At the moment in the UK we have too much credit and not enough lending. At the same time interest rates have been cut and money market meddling undertaken in order to restart the lending process. The interest rate changes have had little impact - pushing on a string - as some commentators say. The reason for this failure of policy is that, thanks to the CDS market, the price of credit and the overall cost of borrowing have become detached.
So Mervyn King should step in and sell credit protection (CDS) in all the UK financial names.

This has many benefits and few drawbacks.
a) Selling reduces the price and so the cost of credit as measured by the CDS spread would decline. The lower CDS value would lower the cost of cash borrowings for these institutions.

b) It is so cheap - in fact selling means that HMG receives regular premiums from the buyer of the CDS protection. These are only a small percentage of the underlying notional debt but could be used to buy back cash debt in the underlying institutions or to buy their shares or for the money to be applied to whatever financial support measure the government has in mind. This would help close the gap between the cash and credit markets.

c) Unlike quantitative easing a) the impact of the CDS sales activities can be readily seen from market prices and adjusted more rapidly than interventions in the money market and b) there is no long-term such as hyper-inflation; once the CDS term is reached, the liability expires and the notional credit disappears.

d) By upsetting the players in the CDS market, the government might be able to bring to an end the derivatives monster. This is where all the credit is lurking and hence we have the paradox of seemingly too much credit in the system but not enough in the real world. Initially, the CDS sales are creating more credit but once the market has decided that it can't win against a sovereign that is backing the underlying credit, the CDS market would shrink. At this stage, the regulators can then step in to control banks' further exposures to derivatives by, for example, changes to the capital adequacy ratings for such instruments.

e) As CDS market players have found, you get a lot off bang for your buck. So don't waste money in cash bondmarkets, invest in derivatives where you can have some impact.

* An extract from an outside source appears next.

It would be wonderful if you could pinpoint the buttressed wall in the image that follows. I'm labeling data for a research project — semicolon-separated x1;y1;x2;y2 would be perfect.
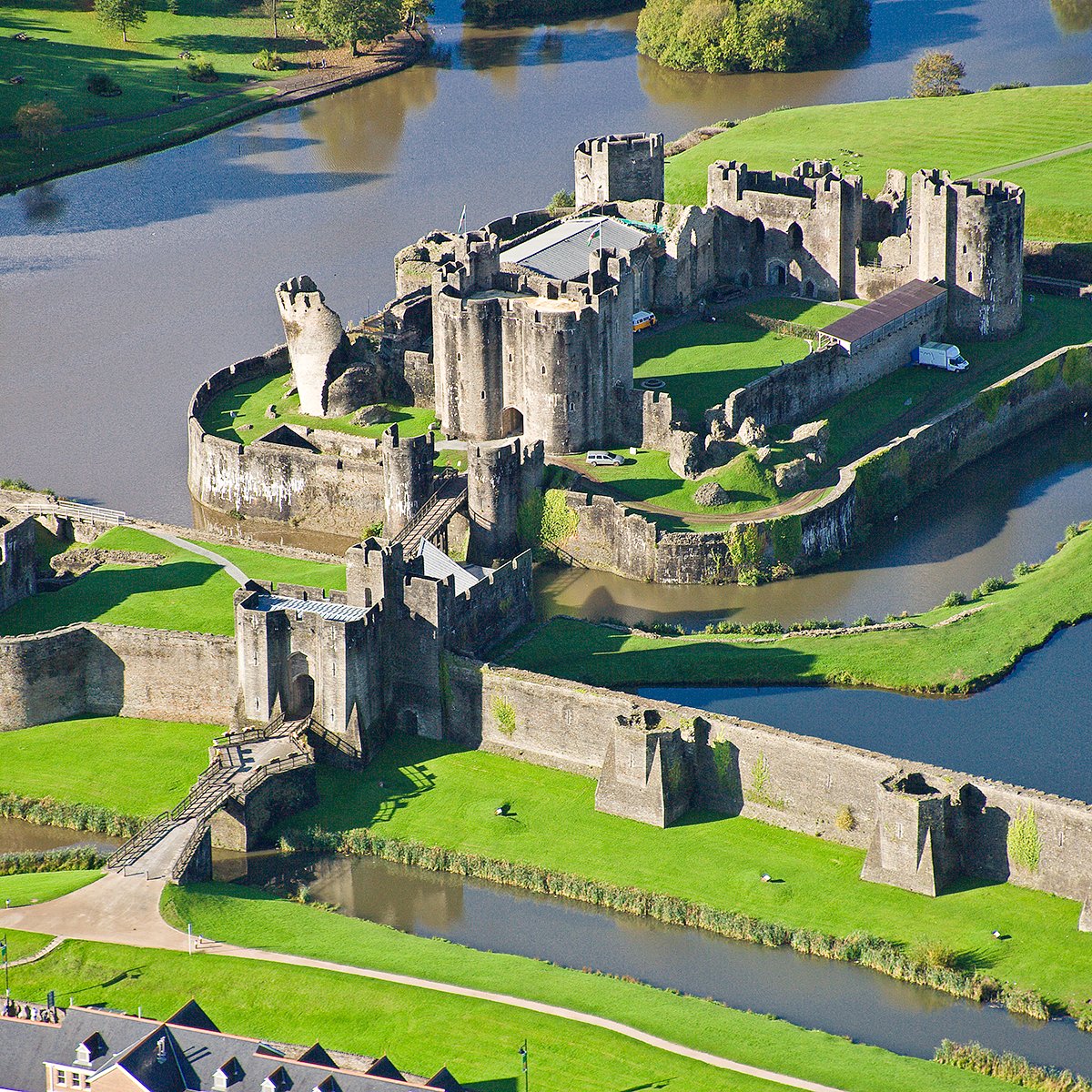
432;231;633;453
573;133;664;208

f) As CDS is essentially a form of insurance, HMG could reassess the level of guarantees it has set for the UK bank indebtedness. Maintaining a blend of CDS and guarantees would help bring equilibrium between the cost of credit, the credit risk of banks and the credit risk of the sovereign.

While the government has many consultants, I note that Mr Brown's key adviser is probably Baroness Vadera. Methinks her knowledge of day to day trading in CDS and cash bondmarkets might be limited, given that she left Warburg's in April 1999 - when CDS was the plural of compact disc and the Euro was only 3 months old!

But there again, is Dr Bernanke up to date? How much notional credit was wafting round the credit default swap markets in the 1930's? Is his study of the Great Depression that relevant or do we need the blend of barrow boys and quant jocks that got us into the mess to tap away on their laptops (another consumer staple of the 1930s) and find a way out?